Il male della carne. L’angoscia in Brood, tra Canada e psiche PDF 
Marco Santello   

Il Canada monotono e inquietante è al centro di Brood. È un paese visto attraverso una lente diafana che indaga la carne, le sue malformazioni e il suo impossibile adattarsi alla superbia umana. Gli ambienti lugubri e insani si popolano di figure squilibrate che rincorrono una guarigione della mente che sembra affidata ad un Frankenstein superumano. Come se il paese tutto fosse affetto da una patologia che è insieme interna e somatizzata, nonché disperatamente in cerca di sollievo. Né paternità né maternità possono donare attimi sereni e riconciliare i personaggi con la vita. Anzi sono proprio i rapporti parentali ad essere in Brood fonte inesauribile di terrore e insieme spinta alla salvezza a  tutti i costi. Così l’orrido proviene dallo statuto del generare, dalla sua natura ambivalente di amore e distruzione, non semplicemente dall’intervento di una figura esterna che si erge a demiurgo.
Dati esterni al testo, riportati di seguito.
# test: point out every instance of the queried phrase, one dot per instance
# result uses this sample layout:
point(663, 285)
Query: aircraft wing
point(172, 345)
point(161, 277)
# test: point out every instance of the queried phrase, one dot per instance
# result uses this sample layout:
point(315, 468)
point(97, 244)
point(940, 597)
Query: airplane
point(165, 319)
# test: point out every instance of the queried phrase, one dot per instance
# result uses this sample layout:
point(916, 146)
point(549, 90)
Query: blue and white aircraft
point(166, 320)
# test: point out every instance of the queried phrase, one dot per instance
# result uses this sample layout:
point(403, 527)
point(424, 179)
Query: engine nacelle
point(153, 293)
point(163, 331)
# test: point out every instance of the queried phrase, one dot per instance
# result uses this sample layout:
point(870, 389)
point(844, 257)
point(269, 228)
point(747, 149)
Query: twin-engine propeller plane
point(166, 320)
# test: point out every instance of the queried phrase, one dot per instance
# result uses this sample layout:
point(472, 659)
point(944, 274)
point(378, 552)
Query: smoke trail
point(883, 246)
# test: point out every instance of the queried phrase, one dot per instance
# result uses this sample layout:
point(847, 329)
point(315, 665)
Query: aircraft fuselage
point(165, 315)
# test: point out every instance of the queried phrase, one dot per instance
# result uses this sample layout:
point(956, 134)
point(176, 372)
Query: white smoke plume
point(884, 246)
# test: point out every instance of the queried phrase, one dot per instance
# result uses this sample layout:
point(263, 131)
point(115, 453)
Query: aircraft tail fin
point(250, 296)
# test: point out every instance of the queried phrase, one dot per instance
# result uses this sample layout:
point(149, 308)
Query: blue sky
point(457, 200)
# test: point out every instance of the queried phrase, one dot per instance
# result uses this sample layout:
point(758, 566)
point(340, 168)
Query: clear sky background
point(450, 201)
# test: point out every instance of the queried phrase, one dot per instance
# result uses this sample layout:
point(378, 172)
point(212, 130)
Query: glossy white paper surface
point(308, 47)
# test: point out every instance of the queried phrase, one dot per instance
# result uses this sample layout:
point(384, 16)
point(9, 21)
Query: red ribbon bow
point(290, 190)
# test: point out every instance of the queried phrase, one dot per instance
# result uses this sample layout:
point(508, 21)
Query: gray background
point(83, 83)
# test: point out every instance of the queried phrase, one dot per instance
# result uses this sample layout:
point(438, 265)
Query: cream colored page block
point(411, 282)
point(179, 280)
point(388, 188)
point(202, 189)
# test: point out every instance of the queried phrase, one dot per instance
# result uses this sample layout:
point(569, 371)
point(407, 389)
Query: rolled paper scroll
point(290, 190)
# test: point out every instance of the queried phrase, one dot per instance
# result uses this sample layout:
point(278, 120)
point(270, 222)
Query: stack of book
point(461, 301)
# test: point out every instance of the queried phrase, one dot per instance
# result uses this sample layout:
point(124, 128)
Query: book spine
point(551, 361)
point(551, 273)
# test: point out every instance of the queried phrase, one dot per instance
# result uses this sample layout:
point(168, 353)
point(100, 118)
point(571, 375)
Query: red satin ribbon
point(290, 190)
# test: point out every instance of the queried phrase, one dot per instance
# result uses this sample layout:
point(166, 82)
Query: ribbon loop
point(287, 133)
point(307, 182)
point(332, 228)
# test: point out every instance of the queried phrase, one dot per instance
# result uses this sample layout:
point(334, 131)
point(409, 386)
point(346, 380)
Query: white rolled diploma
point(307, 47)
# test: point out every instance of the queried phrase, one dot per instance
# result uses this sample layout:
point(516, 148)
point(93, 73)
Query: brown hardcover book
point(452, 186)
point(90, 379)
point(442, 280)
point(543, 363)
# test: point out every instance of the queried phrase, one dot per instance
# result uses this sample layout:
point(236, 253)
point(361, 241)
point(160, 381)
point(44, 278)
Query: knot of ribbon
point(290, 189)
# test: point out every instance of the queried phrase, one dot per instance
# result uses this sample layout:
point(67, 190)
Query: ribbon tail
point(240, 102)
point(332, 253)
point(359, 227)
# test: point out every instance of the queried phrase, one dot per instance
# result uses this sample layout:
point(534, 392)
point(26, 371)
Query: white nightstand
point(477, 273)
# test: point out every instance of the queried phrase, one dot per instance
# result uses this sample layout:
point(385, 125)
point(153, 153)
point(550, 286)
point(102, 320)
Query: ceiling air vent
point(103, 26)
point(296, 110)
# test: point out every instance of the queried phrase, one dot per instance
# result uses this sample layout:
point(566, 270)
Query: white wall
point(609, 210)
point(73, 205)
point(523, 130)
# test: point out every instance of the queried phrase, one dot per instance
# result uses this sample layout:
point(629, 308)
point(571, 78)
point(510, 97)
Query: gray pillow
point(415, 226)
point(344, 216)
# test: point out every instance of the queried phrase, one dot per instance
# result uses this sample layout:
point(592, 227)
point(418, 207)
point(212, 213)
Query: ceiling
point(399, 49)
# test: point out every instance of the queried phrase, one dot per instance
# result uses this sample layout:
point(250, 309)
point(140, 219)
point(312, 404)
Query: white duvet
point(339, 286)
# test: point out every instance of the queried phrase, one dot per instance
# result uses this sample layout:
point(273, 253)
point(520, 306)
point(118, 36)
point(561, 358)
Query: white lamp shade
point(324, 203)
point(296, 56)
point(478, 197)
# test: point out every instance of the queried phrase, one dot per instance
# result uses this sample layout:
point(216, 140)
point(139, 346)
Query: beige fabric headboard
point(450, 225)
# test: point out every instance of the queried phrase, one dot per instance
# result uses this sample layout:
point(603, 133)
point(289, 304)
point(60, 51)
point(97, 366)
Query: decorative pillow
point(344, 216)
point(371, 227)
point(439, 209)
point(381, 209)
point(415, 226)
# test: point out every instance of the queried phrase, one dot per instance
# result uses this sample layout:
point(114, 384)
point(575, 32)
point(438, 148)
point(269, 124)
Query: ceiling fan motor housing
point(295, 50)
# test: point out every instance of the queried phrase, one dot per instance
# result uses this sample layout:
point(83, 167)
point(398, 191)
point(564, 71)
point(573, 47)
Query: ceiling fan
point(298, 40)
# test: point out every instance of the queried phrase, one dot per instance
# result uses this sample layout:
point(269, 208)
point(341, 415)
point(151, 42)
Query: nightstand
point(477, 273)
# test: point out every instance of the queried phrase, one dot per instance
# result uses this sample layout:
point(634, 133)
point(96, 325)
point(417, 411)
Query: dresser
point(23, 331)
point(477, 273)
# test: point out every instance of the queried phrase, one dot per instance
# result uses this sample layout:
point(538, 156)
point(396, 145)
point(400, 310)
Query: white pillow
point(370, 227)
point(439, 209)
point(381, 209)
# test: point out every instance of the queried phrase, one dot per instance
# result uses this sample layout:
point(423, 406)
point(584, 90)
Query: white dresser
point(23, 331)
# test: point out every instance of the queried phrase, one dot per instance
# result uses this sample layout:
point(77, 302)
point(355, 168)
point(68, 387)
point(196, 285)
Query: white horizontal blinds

Violenza e nascita s’intrecciano come in un magma onirico, che si reifica nella morte come strumento di elaborazione e superamento.Si tratta di una forza distruttiva che si manifesta agli occhi dello spettatore con il mezzo del disgusto, come quando la protagonista lecca il sangue del suo piccolo appena uscito dal bozzolo. Oppure come quando l’odio recondito si travasa in un transfer verso i malefici figli, diventati mezzo vivente di risoluzione di conflitti psichici. Figli, tra l’altro, destinati alla morte precoce (si nutrono attraverso una sacca di grasso che si esaurisce presto) e verso i quali lo spettatore è portato a provare repulsione e rancore a causa della loro spietatezza ceca.

Questo rancore, inesorabilmente, non si esaurirà neanche dopo aver capito l’assenza di colpa degli esseri deformi e il loro essere automi soggiogati da una psiche malata avulsa da loro. Il disgusto non se ne va, anzi si amalgama con la repulsione e l’odio, mettendoin luce il lato oscuro che accomuna esseri umani e disumani. In questo modo l’orrore di Cronemberg è connesso all’angoscia della psiche individuale e nello stesso momento ne trascende i connotati particolaristici per toccare una dimensione sociale ampia, veicolata per lo più da quel Canada opprimente, il cui inverno secco diventa l’emblema della solitudine in cui naviga l’angoscia. Qui la fotografia diventa nel film mezzo di ampliamento, se non traslazione, di significato: in una maniera dimessa ma straordinariamente efficace. Ma tutto parte dalla carne, affetta da un male che repelle, come i tumori linfatici che formano un nido attorno al collo di uno dei personaggi.

In altre parole è come se il processo patologico partisse dal basso, cioè dalla constatazione di un corpo sofferente per poi risalire all’eziologia mostruosa che lo ha generato e che, ovviamente, risiede nella materia grigia. Così l’horror psichiatrico di Cronemberg si avvinghia alla materia tangibile e ferisce profondamente lo spettatore, così come fa male lo sguardo triste della bambina che resta impassibile, forte e troppo adulto fino alla fine, senza modiche sostanziali. Quello sguardo indimenticabile si erge, in questo modo, ad atto d’accusa verso quel paese (o quella città?) la cui carne malata è angosciante come la peggiore delle follie, ma allo stesso tempo resta un amatissimo genitore.